Falsification tests (from contracts):

FALSIFY-LORA-UPD-001: B_norm > 0 after step 1 (was zero-initialized)
FALSIFY-LORA-UPD-002: dL/dA and dL/dB match CPU reference within ε < 1e-3
FALSIFY-LORA-UPD-003: loss at step N < loss at step 0 (training makes progress)
FALSIFY-LORA-UPD-004: base weights unchanged after step (frozen)
FALSIFY-LORA-GRAD-001: dB non-zero when XA and G are non-zero (NEW, passes)

Implementation (all via WgpuTrainer, zero unsafe):

LoRA A/B stored as wgpu::Buffer per projection per layer
AdamW m/v states as wgpu::Buffer (6 buffers per projection × 7 × 28 = 1176 buffers)
Gradient computation: explicit transpose + matmul_forward per projection per layer
B=0 shortcut: skip d(XA) and dA computation when B is still zero (first step)
AdamW step: WgpuTrainer::adamw_step (existing WGSL kernel)

26.11.10 KAIZEN Optimization Chain (2026-04-01)

13 root causes fixed. Fully GPU-resident pipeline — zero CPU downloads during training.

#	Root Cause	Fix	Speedup
1	16×16 GEMM shader (MATMUL)	Switch to 64×64 tiled GEMM (CUTLASS)	1200x
2	1024 copy_buffer_to_buffer/step	WGSL scatter/gather shaders	~10x
3	Attention @workgroup_size(1)	128-thread parallel dot + softmax	~100x
4	20 min Transformer::from_apr()	OwnedQuantizedModel direct upload	60x
5	Per-step lm_head download (189s)	Pre-chunk at init, GPU scatter	~100x
6	LoRA after attention consumed Q/K/V	Inline LoRA addmm before attention	correctness
7	RMSNorm dispatch(1,1,1)	Multi-row via workgroup_id.y	correctness
8	WgpuTrainer::new() creates 2nd device	from_device() shares device	correctness
9	CPU RMSNorm roundtrip (44s download)	GPU RMSNorm, hidden stays on GPU	626x on norm
10	LoRA addmm shader 0.11 GFLOPS	Two tiled GEMM dispatches + residual add	151x
11	CE forward blocks 10.7s on GPU sync	forward_async() + deferred read_loss()	∞ (async)
12	lm_head backward CPU download (11.6s)	GPU-resident accumulate via residual add	174x
13	LoRA backward CPU transpose (16.5s)	WGSL GPU transpose shader	12.9x

Current performance (gx10 GB10, 7B Q4K, seq_len≤512, 2026-04-02):

Pipeline init: 20s (model load + dequant + upload)
JIT warmup: first step ~1.4s (shader compilation), first B≠0 step ~13s
Steady state: 300-800ms/step (short sequences); 11.9s/step average (mixed lengths)
All operations async: ce=0, lm_bwd=65ms. ONE sync point: read_loss() at step end.
50 samples × 3 epochs: 29.7 min (11.9s/step avg)

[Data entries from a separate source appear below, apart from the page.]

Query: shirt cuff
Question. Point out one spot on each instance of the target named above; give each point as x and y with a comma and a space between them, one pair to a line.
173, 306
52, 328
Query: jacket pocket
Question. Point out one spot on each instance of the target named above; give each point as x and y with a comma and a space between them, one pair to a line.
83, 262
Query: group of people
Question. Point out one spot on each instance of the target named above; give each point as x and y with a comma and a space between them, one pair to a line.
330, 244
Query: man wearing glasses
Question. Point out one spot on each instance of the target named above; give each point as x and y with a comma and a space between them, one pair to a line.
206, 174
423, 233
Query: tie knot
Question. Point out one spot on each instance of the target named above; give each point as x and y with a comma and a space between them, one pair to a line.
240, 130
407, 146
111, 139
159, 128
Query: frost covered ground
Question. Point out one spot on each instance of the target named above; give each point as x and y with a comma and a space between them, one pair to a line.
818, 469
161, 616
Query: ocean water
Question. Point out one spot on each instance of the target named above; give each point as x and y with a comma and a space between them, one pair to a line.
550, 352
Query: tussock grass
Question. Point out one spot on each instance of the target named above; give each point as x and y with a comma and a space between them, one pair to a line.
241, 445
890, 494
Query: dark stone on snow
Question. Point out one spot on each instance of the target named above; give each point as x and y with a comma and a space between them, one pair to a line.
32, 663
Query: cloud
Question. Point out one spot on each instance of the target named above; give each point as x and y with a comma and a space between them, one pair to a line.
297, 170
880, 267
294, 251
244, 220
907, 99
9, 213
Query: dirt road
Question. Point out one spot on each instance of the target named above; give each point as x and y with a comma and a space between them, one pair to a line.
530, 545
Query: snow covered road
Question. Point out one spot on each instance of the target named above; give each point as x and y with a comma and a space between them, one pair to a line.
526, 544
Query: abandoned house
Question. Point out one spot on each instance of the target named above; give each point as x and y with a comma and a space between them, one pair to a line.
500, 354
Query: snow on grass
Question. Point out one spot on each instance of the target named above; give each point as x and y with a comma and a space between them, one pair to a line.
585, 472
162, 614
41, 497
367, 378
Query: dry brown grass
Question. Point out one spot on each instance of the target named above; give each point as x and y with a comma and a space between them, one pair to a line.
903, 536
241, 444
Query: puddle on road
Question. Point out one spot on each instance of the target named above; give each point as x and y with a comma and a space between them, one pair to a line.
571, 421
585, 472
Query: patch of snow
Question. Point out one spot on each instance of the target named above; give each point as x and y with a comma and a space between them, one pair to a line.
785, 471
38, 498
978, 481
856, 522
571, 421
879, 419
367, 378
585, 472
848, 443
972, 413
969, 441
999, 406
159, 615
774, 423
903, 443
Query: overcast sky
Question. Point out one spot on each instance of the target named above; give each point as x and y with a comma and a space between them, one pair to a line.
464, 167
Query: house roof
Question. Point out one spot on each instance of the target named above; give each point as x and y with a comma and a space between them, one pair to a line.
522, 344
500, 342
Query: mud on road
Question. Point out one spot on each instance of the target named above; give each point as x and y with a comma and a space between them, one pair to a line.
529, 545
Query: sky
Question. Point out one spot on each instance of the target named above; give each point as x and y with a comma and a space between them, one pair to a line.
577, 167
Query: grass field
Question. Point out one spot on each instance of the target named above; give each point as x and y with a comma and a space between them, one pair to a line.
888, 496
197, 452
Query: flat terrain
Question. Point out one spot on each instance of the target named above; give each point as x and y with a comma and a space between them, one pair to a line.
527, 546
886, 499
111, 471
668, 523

Training results (50 samples, 3 epochs, 2026-04-02):

Loss: 17.17 → 16.31 → 16.09 (decreasing across all epochs)
B_norm: 0.000 → 0.071 → 0.268 → 0.549 (growing correctly)
FALSIFY-LORA-UPD-001: PASSED (B_norm > 0 after step 1)
FALSIFY-LORA-UPD-003: PASSED (loss epoch 3 < epoch 1)
Adapter export: 392 tensors (617 MB safetensors), merge into .apr verified
End-to-end inference on merged model verified (CUDA, generates tokens)

The pipeline is GPU-bound. The 28-layer forward compute (238.7 GFLOP/layer) dominates. wgpu upgraded to 29.0 (2026-04-02) — tiled GEMM improved from 375→592 GFLOPS (+58%) from the wgpu upgrade alone. Cooperative matrix WGSL shader compiles but naga 29 SPIR-V backend crashes (known bug). Deferred until naga fix. Contract: cooperative-matrix-gemm-v1 (FALSIFY-COOP-003 PASSED, COOP-001/002 blocked).

26.11.7 Model Loading Bottleneck: Transformer::from_apr() (2026-03-31)

Status: RESOLVED — WgpuInstructPipeline bypasses Transformer entirely (20s init).

Fix implemented in apr-cli/src/commands/finetune.rs::execute_training_wgpu(): .apr → OwnedQuantizedModel (2s) → dequant_model_weights() → WgslForwardPass.upload_weight() (15s) → WgpuInstructPipeline::new(). No Transformer object. No CPU F32 tensors.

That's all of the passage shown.